Steinbrück lässt die Genossen johlen

Berlin · Da sage noch einer, Wahlkampf sei langweilig. Peer Steinbrück nutzt im Bundestag die letzte Chance vor der Sommerpause und attackiert die Kanzlerin. Da muss nicht nur Angela Merkel staunen. Auch die SPD erkennt ihren Kanzlerkandidaten nicht wieder.

Der Sessel von Angela Merkel ist noch leer, da läuft Peer Steinbrück bereits durch die eigenen Reihen, schüttelt Hände, putzt seine Brille und blättert im Redemanuskript. Auf der Tagesordnung steht wieder eine Regierungserklärung zum Thema Europa, was eigentlich nur mäßige Spannung verspricht, wären es nicht nur noch 87 Tage bis zur Bundestagswahl. Da will die Opposition der schwarz-gelben Regierung ein letztes Mal vor der parlamentarischen Sommerpause kräftig einheizen. Und diesmal kann Steinbrück punkten.

Die Amtsinhaberin lässt es wie fast immer staatstragend angehen. Merkel ist besorgt über die schreckliche Lage der syrischen Zivilbevölkerung, beunruhigt über die hohe Jugendarbeitslosigkeit in den Euro-Krisenländern, aber auch optimistisch, dass sich die Dinge zum Guten wenden. Vor allem in Europa. Dazu müssten die Krisenstaaten allerdings auch ihre "Hausaufgaben" machen, sprich, die Reformpolitik vorantreiben. So wie das in Deutschland schon der Fall war. Nur in einer kurzen Passage sucht Merkel die offene Konfrontation mit der Opposition: "Sie wollen die Leistungsträger in der Mitte belasten, wir definitiv nicht. Das ist der Unterschied zwischen ihnen und uns", spielt sie auf die Steuererhöhungspläne von SPD, Grünen und Linken an.

Spätestens jetzt ist der Ring frei für den Wahlkampf. Als Steinbrück unmittelbar nach der Kanzlerin ans Rednerpult tritt, steht ihm die Angriffslust ins Gesicht geschrieben. Schon die erste Bemerkung wird zum Totalverriss des eben Gehörten. Steinbrück erinnert an den früheren SPD-Fraktionschef Fritz Erler, der nach einem nicht eben gehaltvollen Auftritt des damaligen CDU-Kanzlers Ludwig Erhard ausrief: "Die Rede des Herrn Bundeskanzlers war sehr reziplikativ." Was das bedeute, fragt Steinbrück, die Unruhe im Saal genießend. "Das heißt gar nichts, aber es spricht sich so schön." Da johlen sie fast auf den SPD-Bänken.
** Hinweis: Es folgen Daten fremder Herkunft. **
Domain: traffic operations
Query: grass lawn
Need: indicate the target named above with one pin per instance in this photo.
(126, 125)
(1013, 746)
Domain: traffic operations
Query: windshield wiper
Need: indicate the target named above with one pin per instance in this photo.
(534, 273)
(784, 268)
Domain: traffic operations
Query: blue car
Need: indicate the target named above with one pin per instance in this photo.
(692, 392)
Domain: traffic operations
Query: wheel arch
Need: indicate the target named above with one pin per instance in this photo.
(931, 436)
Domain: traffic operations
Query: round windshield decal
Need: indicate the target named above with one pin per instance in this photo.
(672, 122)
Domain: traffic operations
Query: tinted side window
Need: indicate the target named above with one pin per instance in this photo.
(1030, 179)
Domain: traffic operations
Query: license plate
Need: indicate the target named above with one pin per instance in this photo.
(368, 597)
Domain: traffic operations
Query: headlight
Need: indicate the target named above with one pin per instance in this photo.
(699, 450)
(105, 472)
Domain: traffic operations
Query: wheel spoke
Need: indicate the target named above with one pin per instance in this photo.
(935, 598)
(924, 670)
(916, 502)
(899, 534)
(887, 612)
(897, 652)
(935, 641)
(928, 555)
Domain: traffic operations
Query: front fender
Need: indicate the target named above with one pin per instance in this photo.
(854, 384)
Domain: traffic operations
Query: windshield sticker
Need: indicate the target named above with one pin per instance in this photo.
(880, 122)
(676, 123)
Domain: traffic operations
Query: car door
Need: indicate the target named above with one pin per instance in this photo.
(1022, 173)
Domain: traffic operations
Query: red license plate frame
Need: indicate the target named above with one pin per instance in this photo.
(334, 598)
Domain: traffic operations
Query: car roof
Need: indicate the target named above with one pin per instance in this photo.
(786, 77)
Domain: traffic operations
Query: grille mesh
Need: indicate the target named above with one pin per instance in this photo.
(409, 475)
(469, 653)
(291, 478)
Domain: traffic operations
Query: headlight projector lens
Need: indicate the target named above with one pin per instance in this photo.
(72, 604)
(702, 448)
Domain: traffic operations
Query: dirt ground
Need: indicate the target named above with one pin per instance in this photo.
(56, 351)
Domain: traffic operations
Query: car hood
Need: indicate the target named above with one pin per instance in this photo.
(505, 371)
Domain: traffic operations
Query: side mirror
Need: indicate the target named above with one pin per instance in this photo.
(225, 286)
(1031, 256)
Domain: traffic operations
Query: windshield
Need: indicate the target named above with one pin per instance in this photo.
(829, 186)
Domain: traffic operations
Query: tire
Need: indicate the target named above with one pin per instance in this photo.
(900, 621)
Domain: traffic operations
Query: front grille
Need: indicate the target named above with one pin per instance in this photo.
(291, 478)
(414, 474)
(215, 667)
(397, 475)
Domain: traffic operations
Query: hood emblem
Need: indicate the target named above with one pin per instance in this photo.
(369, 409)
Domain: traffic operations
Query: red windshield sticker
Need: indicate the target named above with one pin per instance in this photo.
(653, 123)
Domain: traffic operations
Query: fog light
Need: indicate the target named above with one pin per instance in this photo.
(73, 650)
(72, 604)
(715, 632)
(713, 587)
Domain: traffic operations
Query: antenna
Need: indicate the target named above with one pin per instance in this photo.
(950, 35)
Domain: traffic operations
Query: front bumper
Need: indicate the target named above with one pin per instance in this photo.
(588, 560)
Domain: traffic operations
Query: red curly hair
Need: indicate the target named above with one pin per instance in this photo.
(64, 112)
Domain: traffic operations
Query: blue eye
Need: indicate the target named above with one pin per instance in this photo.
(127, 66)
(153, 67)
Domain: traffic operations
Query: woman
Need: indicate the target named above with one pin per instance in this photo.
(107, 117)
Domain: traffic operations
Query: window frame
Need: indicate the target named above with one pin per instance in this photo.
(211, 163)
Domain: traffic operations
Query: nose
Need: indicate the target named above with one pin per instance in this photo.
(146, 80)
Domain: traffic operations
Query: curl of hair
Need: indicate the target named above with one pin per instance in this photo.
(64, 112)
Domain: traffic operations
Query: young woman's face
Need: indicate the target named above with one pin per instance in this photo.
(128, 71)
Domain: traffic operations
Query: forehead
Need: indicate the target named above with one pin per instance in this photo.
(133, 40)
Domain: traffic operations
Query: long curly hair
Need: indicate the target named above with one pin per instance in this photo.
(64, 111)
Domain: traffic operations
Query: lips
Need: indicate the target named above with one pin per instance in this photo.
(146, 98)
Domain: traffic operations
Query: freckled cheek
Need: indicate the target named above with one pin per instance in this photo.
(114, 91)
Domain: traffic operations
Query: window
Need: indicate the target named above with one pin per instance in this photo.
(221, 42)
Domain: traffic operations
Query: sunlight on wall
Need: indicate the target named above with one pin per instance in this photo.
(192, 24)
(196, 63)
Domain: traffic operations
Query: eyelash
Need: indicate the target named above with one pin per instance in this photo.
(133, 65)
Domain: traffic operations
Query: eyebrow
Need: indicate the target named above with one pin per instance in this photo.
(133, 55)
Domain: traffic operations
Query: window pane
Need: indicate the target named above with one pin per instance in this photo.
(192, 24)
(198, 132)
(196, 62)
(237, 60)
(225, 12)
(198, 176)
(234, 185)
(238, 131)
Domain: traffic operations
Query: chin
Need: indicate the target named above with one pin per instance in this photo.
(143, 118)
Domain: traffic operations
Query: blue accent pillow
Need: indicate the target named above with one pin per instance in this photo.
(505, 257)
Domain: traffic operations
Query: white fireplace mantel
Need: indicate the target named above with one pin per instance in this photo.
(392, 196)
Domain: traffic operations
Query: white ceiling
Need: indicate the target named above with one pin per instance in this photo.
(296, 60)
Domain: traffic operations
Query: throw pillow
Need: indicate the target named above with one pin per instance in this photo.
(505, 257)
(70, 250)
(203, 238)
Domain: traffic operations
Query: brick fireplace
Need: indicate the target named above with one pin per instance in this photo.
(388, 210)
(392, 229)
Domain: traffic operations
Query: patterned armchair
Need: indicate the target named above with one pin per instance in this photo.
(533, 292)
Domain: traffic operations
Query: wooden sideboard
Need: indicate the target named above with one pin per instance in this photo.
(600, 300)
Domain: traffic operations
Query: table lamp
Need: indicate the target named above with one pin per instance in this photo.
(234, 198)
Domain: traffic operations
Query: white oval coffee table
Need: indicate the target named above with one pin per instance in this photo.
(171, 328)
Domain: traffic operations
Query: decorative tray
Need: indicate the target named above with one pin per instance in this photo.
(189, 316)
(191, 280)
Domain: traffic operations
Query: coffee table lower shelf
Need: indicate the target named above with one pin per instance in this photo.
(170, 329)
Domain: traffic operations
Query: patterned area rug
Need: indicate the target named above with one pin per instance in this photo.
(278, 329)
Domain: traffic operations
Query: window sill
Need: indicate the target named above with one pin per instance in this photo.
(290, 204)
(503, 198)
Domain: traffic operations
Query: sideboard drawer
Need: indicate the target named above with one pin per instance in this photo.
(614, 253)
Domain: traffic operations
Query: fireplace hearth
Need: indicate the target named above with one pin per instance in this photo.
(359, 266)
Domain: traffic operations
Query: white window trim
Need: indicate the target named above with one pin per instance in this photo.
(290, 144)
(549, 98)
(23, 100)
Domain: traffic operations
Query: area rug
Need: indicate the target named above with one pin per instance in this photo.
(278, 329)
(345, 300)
So locker flockig haben sie Steinbrück selten erlebt.

Und der Kandidat schiebt einige Breitseiten gegen Merkels müden Vortrag nach: Irgendwie habe er die Regierungserklärung schon drei, vier Mal gehört. Fehlte nur noch, sie hätte gesagt, "eine gute Grundlage ist die beste Voraussetzung für eine solide Basis in Europa", höhnt Steinbrück. Dabei sei die hohe Jugendarbeitslosigkeit auch Folge von Merkels europäisch verordneter Sparpolitik. Im Gegensatz dazu mache die Kanzlerin hierzulande unfinanzierbare Wahlversprechen. Welches Bild gebe man da für Europa ab, fragt Steinbrück. Und von wegen schwarz-gelbe Erfolge. Trotz bester Konjunktur habe die Regierung in den letzen vier Jahren 100 Milliarden Euro neue Schulden gemacht. "Sie können nicht mit Geld umgehen. Wenn Sie in der Wüste regieren, dann wird der Sand knapp", ereifert sich Steinbrück, und die Opposition klopft sich vergnügt auf die Schenkel.

Vergessen ist in solchen Momenten, dass auch die SPD stets an der Seite der Kanzlerin stand, wenn es um wichtige Abstimmungen zur Euro-Rettung ging. Vergessen auch, dass Steinbrück noch als Bundesfinanzminister die Neuverschuldung in nur einem Jahr wegen der Finanzkrise um 86 Milliarden Euro nach oben geschraubt hatte. Aber die Opposition lässt sich die Laune nicht verderben. Auch Volker Beck von den Grünen, die sonst viel mit dem SPD-Kandidaten hadern, ist angetan: "Steinbrück war Spitze. Dagegen fiel die Rede Merkels unter das Betäubungsmittelgesetz."